Christopher Nolan: The Pros and Cons of a Prestige Filmmaker
An honest assessment of a beloved blockbuster director
Christopher Nolan’s fans—the many, the passionate, the often vociferous—can point to an enviable track record for their champion. He’s arguably this century’s most imaginative mainstream filmmaker, regularly tackling original, epic storylines in a time where innovation means rebooting your branded franchise saga. He’s written or co-written all but one of his 10 features, half of which are brand-new concepts. When he does take on a globally popular franchise, like Batman, he reinvents it to such acclaim that it reshapes the future of the entire superhero genre.
His one literary adaptation, The Prestige, perhaps holds a key to his traditional modus operandi. (Well, second adaptation if you count the Memento screenplay based on brother Jonah’s short story.) That novel’s three-part magic trick structure—Pledge, Turn, and Prestige—seems to exemplify Nolan’s own bait-and-switch approach to genre and narrative, a showman’s flair for spectacle, misdirection and inspiring wonder. Anyone going into his Batman movies expecting primary-coloured superpowers instead got gritty crime epics bathed in moral darkness. Interstellar, a sci-fi adventure that suggested a spiritual companion to Stanley Kubrick’s chilly 2001: A Space Odyssey, actually unearthed a monolith to the power of intergalactic parent-child love.

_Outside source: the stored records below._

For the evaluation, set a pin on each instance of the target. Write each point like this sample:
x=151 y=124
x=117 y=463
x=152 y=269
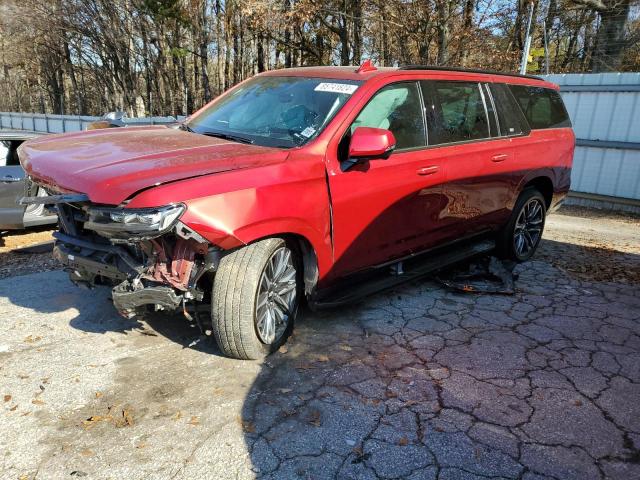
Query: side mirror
x=369 y=143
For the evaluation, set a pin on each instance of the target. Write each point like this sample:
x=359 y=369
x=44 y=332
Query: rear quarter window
x=542 y=107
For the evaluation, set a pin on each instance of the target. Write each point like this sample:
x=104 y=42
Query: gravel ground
x=13 y=263
x=417 y=383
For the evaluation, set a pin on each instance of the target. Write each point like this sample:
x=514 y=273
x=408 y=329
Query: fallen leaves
x=194 y=421
x=87 y=453
x=118 y=417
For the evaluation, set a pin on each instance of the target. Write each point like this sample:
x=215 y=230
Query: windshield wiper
x=227 y=136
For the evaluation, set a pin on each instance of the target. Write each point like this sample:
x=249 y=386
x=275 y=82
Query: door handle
x=9 y=179
x=428 y=170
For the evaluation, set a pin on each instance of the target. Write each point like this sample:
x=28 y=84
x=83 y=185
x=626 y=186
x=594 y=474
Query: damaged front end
x=151 y=259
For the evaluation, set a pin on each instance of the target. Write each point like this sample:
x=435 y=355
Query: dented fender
x=232 y=209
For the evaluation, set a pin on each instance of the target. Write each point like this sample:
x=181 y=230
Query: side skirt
x=351 y=289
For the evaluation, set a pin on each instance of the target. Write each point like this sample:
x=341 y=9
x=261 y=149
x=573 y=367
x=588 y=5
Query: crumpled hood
x=110 y=165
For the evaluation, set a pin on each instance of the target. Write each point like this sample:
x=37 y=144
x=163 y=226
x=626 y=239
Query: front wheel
x=256 y=294
x=520 y=238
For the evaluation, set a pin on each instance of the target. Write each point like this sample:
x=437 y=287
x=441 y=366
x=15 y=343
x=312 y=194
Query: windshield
x=275 y=111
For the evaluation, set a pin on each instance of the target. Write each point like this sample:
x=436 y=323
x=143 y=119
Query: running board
x=414 y=268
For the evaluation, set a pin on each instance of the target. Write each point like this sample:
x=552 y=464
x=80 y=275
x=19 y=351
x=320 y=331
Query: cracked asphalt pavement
x=418 y=383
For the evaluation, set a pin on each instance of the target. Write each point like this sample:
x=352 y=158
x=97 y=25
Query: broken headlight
x=129 y=223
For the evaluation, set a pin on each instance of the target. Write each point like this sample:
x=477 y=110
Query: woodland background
x=169 y=57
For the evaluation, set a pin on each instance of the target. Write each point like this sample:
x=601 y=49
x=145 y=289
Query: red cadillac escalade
x=316 y=184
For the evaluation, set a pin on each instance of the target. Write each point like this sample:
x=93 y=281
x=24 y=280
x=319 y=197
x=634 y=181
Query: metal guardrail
x=45 y=123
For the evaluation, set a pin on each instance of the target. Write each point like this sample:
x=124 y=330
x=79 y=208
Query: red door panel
x=480 y=181
x=385 y=209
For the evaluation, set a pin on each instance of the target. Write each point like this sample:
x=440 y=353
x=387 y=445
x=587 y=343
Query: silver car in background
x=14 y=185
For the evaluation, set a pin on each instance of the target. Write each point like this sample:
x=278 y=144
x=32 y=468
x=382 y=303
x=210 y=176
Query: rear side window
x=542 y=107
x=455 y=112
x=396 y=107
x=510 y=117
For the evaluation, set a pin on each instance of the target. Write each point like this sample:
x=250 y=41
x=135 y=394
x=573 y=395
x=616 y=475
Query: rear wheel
x=255 y=299
x=521 y=236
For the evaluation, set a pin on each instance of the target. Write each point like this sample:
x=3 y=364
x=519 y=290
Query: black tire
x=237 y=286
x=512 y=235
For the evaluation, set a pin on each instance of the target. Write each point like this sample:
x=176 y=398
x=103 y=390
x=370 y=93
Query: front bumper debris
x=129 y=297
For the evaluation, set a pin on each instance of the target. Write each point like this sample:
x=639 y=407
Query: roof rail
x=467 y=70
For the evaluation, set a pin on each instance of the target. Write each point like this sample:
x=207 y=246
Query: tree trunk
x=610 y=40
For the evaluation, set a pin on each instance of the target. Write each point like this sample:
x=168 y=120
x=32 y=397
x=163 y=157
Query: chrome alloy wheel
x=528 y=228
x=276 y=299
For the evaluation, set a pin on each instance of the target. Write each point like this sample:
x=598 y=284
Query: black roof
x=467 y=70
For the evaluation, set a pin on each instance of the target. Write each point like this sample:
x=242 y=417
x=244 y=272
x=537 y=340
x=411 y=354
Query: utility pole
x=527 y=43
x=546 y=48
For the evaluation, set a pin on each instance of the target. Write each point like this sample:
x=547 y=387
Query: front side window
x=396 y=107
x=542 y=107
x=455 y=112
x=275 y=111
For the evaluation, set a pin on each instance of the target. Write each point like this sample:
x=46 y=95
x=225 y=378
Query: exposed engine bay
x=148 y=256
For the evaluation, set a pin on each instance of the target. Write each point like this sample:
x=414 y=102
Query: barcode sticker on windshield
x=336 y=88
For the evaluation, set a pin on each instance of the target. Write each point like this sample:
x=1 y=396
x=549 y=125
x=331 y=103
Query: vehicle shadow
x=417 y=382
x=426 y=382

Naturally, this clever, deceptive, but never heartless approach to storytelling has its drawbacks. And though Nolan acolytes would likely defend even the epically convoluted conclusion to The Dark Knight Rises, this video examines both its positive and potentially negative consequences. Still, the very fact that Nolan’s out there attempting so much more than the majority of his contemporaries is admirable.
That his latest film, Dunkirk, demands a different approach altogether shows that Nolan, like all great artists, is capable of learning new tricks.